Пригревало ласковое вешнее солнышко, днём становилось жарко, из-под шеломов, мисюрок[161], шапок градом катился пот.
Талец и Коломан разрешали людям только короткие непродолжительные привалы – надо было спешить по следу уходящих на восток, в сторону Трансильвании, Арсланапы и Сакзи.
Талец сгорал от нетерпения. Перед глазами его как наяву вставали картины пережитого: битва на Оржице, гибель побратима Хомуни, полон, щелчки нагаек, злобная рожа Арсланапы. Одна мысль: отомстить, изрубить проклятых разбойников-хищников – двигала всем его существом, заставляя снова и снова вонзать бодни в запавшие бока коня.
Однажды в погожее утро за Тисой раздался так хорошо знакомый Тальцу скрип половецких телег. Вскоре показались и сами половцы, колыхались их юрты, высоко в небе реяли бунчуки[162]. Неторопливо брели по пустынной пуште отощавшие за зиму усталые кони, между рядами телег шли связанные арканами в длинные цепи полоняники, здесь же гнали захваченный в деревнях скот.
– Налетим сразу! – предложил Талец Коломану. – Не дадим им передышки, помешаем укрыться за обозами!
– Элере![163] – Коломан вырвал из ножен сверкающую саблю.
Мадьярская конница с боевым кличем ринула через реку.
Сшиблись, вмиг всё перемешалось. Высекая искры, скрещивались сабли; холодный звон булата заглушали яростные вопли и ржание обезумевших скакунов. Плотной стеной сомкнулись половцы. Арсланапа сумел-таки помешать натиску угров и выставил вперёд крытые бычьими шкурами обозы. Во все стороны посыпались потоки стрел. Внизу, под сражающимися всадниками, на смятой траве вповалку, кучами лежали раненые и убитые. Кони и люди превращались в один отвратительный кроваво-красный грязный клубок. Кровь была всюду, от неё рябило в глазах. Никто не хотел уступать, угры защищали свои очаги, своё, кровью и потом добытое; половцы отстаивали право на безнаказанный разбой и грабёж, право хищника, наглого татя, право на насилие и поругание в этой чужой для них земле.
Талец выискивал глазами Арсланапу.
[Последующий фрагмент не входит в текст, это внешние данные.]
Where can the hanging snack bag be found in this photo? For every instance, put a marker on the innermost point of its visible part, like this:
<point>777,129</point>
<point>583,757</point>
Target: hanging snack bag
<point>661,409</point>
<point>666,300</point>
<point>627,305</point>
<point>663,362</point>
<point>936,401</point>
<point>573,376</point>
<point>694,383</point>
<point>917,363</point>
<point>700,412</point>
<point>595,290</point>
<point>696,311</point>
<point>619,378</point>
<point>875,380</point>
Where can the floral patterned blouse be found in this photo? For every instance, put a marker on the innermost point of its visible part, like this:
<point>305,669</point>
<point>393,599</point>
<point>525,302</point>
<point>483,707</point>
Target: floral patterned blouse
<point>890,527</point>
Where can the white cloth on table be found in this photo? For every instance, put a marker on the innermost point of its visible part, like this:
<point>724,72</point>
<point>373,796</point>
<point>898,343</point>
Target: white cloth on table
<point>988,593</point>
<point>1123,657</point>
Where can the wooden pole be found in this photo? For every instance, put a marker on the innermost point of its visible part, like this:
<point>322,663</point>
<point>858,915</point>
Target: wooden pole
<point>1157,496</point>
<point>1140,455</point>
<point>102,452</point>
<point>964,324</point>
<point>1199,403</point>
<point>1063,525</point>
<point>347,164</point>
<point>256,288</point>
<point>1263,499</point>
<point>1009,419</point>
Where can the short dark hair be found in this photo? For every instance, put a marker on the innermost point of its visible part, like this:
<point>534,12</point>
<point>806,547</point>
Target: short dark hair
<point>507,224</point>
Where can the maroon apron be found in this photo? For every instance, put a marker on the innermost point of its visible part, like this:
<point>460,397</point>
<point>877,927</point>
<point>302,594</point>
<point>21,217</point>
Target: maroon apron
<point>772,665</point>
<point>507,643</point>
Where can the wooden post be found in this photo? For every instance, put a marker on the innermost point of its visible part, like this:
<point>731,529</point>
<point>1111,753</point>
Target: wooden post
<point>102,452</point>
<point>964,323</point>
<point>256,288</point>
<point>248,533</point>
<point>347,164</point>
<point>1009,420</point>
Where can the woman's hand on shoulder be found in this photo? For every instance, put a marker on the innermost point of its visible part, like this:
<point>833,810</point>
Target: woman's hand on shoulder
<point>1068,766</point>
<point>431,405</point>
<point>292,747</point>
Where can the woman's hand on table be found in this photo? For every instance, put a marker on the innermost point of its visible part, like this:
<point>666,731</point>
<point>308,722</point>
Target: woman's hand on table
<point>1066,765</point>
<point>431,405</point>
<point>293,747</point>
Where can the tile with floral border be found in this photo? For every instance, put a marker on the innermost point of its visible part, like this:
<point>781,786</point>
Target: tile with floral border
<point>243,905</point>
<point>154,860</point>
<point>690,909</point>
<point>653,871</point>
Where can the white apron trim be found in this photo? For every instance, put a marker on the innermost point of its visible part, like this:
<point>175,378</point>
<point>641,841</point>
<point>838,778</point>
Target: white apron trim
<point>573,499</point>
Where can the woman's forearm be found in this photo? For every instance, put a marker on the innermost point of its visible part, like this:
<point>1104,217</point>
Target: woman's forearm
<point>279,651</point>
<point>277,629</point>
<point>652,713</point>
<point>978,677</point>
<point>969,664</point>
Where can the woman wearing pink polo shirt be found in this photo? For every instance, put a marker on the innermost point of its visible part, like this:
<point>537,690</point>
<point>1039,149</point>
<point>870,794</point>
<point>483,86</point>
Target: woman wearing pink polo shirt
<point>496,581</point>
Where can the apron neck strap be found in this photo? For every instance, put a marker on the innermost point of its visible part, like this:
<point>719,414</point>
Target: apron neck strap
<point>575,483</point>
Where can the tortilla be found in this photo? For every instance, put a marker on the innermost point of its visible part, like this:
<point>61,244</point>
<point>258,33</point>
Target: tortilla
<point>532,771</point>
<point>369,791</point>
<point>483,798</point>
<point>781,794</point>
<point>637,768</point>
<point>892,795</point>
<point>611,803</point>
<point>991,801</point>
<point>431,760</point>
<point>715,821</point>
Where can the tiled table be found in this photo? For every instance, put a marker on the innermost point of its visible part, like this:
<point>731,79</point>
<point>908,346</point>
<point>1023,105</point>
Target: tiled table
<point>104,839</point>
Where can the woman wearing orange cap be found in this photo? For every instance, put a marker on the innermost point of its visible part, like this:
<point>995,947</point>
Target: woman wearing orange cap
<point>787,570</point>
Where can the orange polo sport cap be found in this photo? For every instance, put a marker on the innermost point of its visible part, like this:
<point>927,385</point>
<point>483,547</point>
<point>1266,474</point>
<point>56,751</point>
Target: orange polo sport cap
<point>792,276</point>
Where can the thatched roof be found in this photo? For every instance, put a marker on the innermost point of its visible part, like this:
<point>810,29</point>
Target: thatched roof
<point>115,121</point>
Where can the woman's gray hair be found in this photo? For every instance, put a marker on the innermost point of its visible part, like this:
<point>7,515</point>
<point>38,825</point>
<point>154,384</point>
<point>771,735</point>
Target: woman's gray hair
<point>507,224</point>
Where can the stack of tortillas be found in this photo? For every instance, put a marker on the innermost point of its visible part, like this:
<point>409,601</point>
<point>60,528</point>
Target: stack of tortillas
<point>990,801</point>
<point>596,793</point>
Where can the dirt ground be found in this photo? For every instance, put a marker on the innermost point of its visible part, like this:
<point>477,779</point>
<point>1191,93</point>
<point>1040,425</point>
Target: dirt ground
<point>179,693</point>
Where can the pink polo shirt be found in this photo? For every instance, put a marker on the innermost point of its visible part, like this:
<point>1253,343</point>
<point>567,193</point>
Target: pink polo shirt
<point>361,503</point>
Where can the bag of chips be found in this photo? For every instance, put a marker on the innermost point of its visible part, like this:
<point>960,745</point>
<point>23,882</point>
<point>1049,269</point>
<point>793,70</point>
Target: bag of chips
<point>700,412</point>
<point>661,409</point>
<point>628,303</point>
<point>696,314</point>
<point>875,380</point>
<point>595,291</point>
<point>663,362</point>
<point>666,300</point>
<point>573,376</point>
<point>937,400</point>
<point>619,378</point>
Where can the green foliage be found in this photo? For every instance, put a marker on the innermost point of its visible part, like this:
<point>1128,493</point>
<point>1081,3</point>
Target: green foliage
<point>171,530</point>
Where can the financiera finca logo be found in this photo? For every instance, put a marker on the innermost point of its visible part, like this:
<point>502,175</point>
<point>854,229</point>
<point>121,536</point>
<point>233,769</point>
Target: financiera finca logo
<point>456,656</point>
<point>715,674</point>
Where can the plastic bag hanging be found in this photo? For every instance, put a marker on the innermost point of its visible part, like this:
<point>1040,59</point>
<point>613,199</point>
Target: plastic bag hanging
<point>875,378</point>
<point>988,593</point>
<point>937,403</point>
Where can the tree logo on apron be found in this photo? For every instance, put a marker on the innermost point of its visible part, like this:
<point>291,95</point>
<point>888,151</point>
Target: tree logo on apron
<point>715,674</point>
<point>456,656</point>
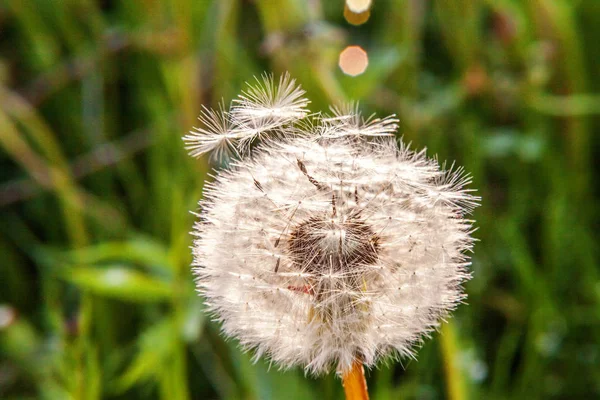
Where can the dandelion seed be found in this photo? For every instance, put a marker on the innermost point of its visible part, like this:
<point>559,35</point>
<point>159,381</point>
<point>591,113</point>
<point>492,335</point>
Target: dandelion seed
<point>329,245</point>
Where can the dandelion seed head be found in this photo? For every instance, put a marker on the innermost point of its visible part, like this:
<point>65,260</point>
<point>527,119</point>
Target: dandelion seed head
<point>330,243</point>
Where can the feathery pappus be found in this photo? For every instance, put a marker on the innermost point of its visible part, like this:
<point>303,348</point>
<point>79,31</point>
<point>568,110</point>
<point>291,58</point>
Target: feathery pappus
<point>325,241</point>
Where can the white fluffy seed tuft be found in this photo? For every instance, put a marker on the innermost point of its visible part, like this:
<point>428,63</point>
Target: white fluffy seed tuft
<point>328,243</point>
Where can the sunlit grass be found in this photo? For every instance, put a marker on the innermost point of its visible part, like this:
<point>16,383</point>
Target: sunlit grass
<point>96,297</point>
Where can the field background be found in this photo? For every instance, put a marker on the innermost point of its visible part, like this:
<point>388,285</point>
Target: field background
<point>96,295</point>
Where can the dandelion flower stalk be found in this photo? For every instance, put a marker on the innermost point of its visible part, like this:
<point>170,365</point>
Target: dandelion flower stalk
<point>326,243</point>
<point>355,384</point>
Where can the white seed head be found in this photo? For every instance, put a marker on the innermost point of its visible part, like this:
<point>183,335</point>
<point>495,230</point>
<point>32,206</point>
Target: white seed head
<point>329,243</point>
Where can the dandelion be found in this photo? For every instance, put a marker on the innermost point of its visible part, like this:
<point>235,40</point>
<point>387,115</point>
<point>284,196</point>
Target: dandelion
<point>328,245</point>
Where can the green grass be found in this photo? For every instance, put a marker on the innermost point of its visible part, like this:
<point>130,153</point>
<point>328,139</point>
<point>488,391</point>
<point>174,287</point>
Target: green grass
<point>97,300</point>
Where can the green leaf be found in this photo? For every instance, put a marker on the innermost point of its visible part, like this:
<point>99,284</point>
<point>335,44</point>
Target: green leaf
<point>120,283</point>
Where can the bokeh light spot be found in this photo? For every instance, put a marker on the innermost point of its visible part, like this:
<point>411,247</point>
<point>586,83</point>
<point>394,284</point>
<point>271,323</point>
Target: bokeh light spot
<point>356,18</point>
<point>358,6</point>
<point>353,60</point>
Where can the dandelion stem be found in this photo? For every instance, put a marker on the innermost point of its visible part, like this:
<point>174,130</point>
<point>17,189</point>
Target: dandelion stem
<point>355,385</point>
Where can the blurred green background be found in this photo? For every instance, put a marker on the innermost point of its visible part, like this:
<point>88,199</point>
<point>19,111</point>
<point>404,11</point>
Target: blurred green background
<point>96,295</point>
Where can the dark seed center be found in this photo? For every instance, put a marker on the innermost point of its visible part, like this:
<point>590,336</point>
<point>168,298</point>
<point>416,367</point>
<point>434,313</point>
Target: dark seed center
<point>322,244</point>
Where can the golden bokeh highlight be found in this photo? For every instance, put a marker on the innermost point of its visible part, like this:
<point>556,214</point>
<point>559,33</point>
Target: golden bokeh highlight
<point>356,18</point>
<point>358,6</point>
<point>353,60</point>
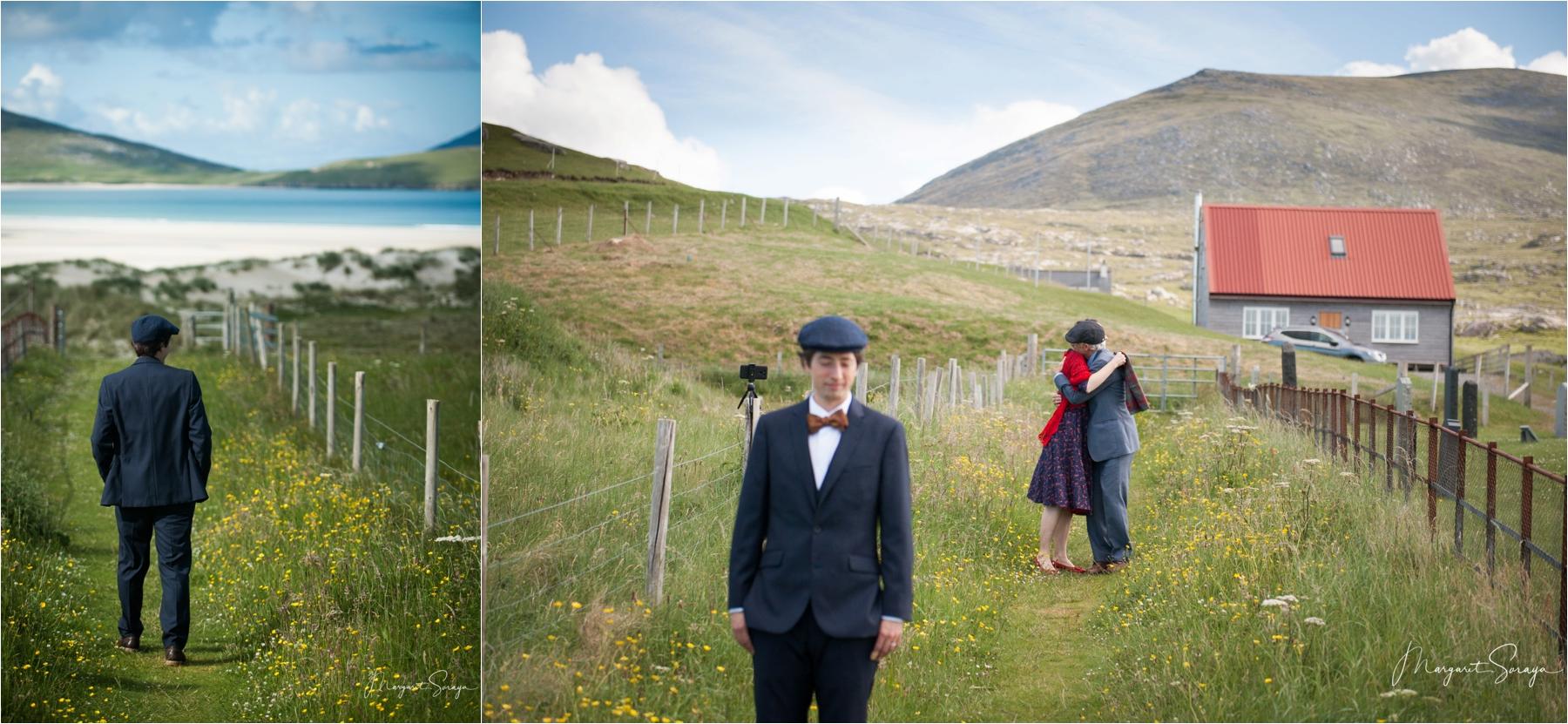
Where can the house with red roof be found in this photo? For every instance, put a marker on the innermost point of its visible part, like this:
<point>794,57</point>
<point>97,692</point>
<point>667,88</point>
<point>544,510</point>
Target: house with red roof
<point>1379,276</point>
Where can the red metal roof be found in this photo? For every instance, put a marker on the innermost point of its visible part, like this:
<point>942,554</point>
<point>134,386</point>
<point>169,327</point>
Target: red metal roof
<point>1283,251</point>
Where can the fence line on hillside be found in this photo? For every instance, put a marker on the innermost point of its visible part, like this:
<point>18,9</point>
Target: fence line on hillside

Куда же он подевался? Или хоронится за спинами нукеров? Нет, солтан никогда не был трусом, не прятался от врагов, он где-то здесь, близко, в гуще сражения.
Вот мелькнуло впереди знакомое лицо старого бека Сакзи. Талец молнией метнулся к нему, сильным ударом выбил из руки саблю, сбил с коня, нагнулся, шуйцей ухватил за ворот парчового, забрызганного кровью кафтана.
– Узнал мя, кровопивец?! Помнишь Оржицу?! Как Русь ходил грабить – помнишь?!
– Ай, ай, пусти! – визжал перепуганный Сакзя. – Всё, всё отдам! Не убивай! Пусти, урус! Моя твоя спас тогда! От Арсланапа спас!
– Спас? Да, спас! А сколько ты людей русских сгубил, супостат?! Что ж, убирайся прочь! Изыди с очей моих!
Талец с отвращением швырнул бека наземь и, пришпорив коня, помчался дальше. Он ещё видел краем глаза, как чья-то длинная сабля, прочертив в воздухе дугу, отсекла Сакзе голову.
Наконец впереди показался Арсланапа. Рот его перекошен в диком крике, узкие глаза извергают ненависть, сверкает колонтарь, покорёженный аварский шелом[164] сбился набок, в руке поблёскивает обагрённый кровью широкий валашский меч.
Взгляды их встретились, солтан застыл на мгновение в ужасе и с воплем: «Убырлы карчык!»[165] – поворотил коня. Талец ринулся за ним следом, но путь ему преградила толпа сражающихся. Снова всё перед глазами смешалось, тщетно выискивал воевода в гуще битвы кровного своего врага.
Внезапный страх придал Арсланапе прыти. Пересев на свежего, стригущего ушами аргамака, умчался он с поля брани, бросив своих воинов на произвол судьбы.
С бегством солтана сопротивление половцев заметно ослабло, громче слышалось мадьярское «Элере!»